Holistic Shuffler for the Parallel Processing of SQL Window Functions
Window functions are a sub-class of analytical operators that allow data to be handled in a derived view of a given relation, while taking into account their neighboring tuples. Currently, systems bypass parallelization opportunities which become especially relevant when considering Big Data as data is naturally partitioned. We present a shuffling technique to improve the parallel execution of window functions when data is naturally partitioned when the query holds a partitioning clause that does not match the natural partitioning of the relation. We evaluated this technique with a non-cumulative ranking function and we were able to reduce data transfer among parallel workers in 85 % when compared to a naive approach.

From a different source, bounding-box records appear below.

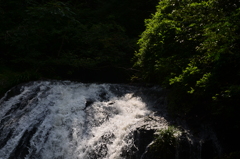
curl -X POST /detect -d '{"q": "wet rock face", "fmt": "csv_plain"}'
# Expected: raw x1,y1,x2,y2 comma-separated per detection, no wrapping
122,127,156,159
0,81,219,159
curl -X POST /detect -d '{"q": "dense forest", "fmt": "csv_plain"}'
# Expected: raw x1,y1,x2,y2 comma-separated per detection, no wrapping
0,0,240,158
0,0,158,93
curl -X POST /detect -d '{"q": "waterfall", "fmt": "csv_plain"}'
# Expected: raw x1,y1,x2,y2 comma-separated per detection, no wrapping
0,81,220,159
0,81,168,159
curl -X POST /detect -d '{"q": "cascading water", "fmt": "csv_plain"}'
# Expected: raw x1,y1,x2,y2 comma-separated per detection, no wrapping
0,81,167,159
0,81,222,159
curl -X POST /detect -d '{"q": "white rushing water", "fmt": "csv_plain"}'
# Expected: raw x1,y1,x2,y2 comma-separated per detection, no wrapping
0,82,168,159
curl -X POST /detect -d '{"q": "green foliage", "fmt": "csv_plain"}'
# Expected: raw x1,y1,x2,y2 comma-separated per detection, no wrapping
135,0,240,117
135,0,240,153
149,126,179,159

KeywordsWindow Function PARTITION Clause Naturally Partitioned Reduce Data Transfer Neighboring Tuples
In this paper we propose an Holistic shuffler which according to the partitioning considered by the ongoing window function will instruct workers to handle specific partitions according to the data sizes they hold, minimizing data transfer among workers. We present the design and action of the shuffler which is based on prior knowledge of the data size distribution of each column in the relation, reflecting the data size held in each partition rather than considering the actual data value as seen in common use of database indexes. The preliminary evaluation of our mechanism shows that our approach is able reduce data transfer by 85 % when compared with a naive approach.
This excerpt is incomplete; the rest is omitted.